Git Working Areas

Git first cover
Reading Time: 8 minutes

Hello all, in this blog we will obtain an understanding of git internals. We will understand how our content moves within a git system. This will introduce us to the git working areas. We will see which git commands moves data to & from these areas. As a matter of fact, this blog will help boost our knowledge regarding git operations. It will also serve as a base to understand some of the troublesome commands in Git, like rebase, reset, and etc. Though, we’ll be discussing those commands in the next post along with some of the best practices while working with Git. So, Let’s get started.

Git

Though this blog is not going to cover the basics of Git, but a small introduction is always good to satrt with. So, what is git? Git is a distributed version control system(DVCS). Most of the people who are working on an enterprise grade project probably already know what that means. It is an organized system that helps multiple developers work on the same repository/code simultaneously. Such a strategy makes sure that at any point of time the common reference branch has a no-conflict state. Pushes to the major branches can succeed only after the internal conflicts, merge conflicts are resolved. Git is a mature, actively maintained open source project originally developed in 2005 by Linus Torvalds.

Git ideology

Rather than have only one single place for the full version history of the software as is common in once-popular version control systems like CVS or Subversion (also known as SVN), in Git, every developer’s working copy of the code is also a repository that can contain the full history of all changes.

In addition to being distributed, Git has been designed with performance, security and flexibility in mind. One can find more on that here.

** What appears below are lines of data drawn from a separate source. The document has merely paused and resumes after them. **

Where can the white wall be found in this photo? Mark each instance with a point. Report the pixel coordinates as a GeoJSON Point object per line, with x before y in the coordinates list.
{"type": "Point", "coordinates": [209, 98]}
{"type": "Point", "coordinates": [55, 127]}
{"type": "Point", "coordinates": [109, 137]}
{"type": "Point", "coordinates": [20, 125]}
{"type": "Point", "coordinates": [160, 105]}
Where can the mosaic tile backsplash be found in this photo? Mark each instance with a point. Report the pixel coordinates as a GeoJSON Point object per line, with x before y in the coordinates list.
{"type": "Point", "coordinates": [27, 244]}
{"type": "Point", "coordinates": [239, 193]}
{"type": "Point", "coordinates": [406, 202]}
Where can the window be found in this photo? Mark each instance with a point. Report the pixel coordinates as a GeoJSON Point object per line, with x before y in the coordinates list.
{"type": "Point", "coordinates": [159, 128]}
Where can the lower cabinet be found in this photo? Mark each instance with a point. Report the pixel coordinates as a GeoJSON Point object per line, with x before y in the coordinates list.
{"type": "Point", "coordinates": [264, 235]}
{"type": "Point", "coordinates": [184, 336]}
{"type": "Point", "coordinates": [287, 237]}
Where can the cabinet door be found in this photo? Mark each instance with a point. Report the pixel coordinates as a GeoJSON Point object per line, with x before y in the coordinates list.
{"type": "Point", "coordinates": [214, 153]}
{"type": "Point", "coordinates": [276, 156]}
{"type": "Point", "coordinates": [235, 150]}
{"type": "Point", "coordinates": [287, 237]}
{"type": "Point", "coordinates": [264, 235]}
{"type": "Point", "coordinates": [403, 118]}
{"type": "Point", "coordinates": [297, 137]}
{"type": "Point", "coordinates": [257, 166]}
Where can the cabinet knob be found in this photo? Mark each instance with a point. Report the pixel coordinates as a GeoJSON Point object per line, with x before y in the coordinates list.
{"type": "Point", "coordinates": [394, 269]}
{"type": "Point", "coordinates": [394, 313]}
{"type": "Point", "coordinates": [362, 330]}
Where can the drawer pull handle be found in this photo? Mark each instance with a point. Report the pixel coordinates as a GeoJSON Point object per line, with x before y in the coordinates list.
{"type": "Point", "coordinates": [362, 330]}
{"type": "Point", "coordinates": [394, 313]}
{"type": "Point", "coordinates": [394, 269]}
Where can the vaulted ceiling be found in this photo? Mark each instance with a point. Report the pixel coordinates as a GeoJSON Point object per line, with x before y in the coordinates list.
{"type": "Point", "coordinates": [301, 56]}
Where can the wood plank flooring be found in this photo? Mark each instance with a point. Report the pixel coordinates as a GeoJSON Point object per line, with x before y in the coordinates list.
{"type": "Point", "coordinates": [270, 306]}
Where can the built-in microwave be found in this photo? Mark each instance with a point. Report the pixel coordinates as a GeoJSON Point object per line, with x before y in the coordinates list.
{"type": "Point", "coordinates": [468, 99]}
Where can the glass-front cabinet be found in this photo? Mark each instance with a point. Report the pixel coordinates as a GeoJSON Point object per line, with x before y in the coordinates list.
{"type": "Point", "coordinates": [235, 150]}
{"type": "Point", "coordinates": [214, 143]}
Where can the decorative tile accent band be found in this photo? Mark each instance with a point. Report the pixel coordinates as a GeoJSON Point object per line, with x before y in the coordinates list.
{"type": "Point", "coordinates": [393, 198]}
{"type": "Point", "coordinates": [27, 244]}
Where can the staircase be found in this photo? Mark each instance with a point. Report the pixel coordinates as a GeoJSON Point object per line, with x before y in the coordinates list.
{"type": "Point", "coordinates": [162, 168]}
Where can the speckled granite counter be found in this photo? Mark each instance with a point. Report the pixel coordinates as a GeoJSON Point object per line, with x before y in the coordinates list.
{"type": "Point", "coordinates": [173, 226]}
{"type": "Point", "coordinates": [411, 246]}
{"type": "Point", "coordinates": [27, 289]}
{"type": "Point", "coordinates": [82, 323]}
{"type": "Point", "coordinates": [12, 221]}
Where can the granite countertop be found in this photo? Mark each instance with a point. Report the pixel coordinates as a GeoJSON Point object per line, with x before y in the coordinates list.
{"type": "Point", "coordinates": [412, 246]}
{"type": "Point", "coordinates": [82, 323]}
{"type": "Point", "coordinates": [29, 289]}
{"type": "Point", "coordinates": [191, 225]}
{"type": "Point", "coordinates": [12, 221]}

I think that is enough in terms of understanding what git is. Let’s now move on to the focus factor of this blog: Git working areas.

Git Working Areas

I hope we all know what is the very first step to start with git? Yes, you are right we need to initialize an empty git repository, assuming that git is installed in your system already. 🙂 How do we do that? It is quite simple, in a terminal move to your desired directory and issue:

git init

This would initialize the current directory as an empty git directory. Then you can add a remote working branch as the origin for this directory. This would make sure that all your push and pull are made from the repository hosted remotely. Sounds good right? That is pretty much we all know already. Now the question(s) one may ask is where the git working areas are? What is meant by working areas? If there are any working areas then what is their count? And so on. So let’s try to answer those questions.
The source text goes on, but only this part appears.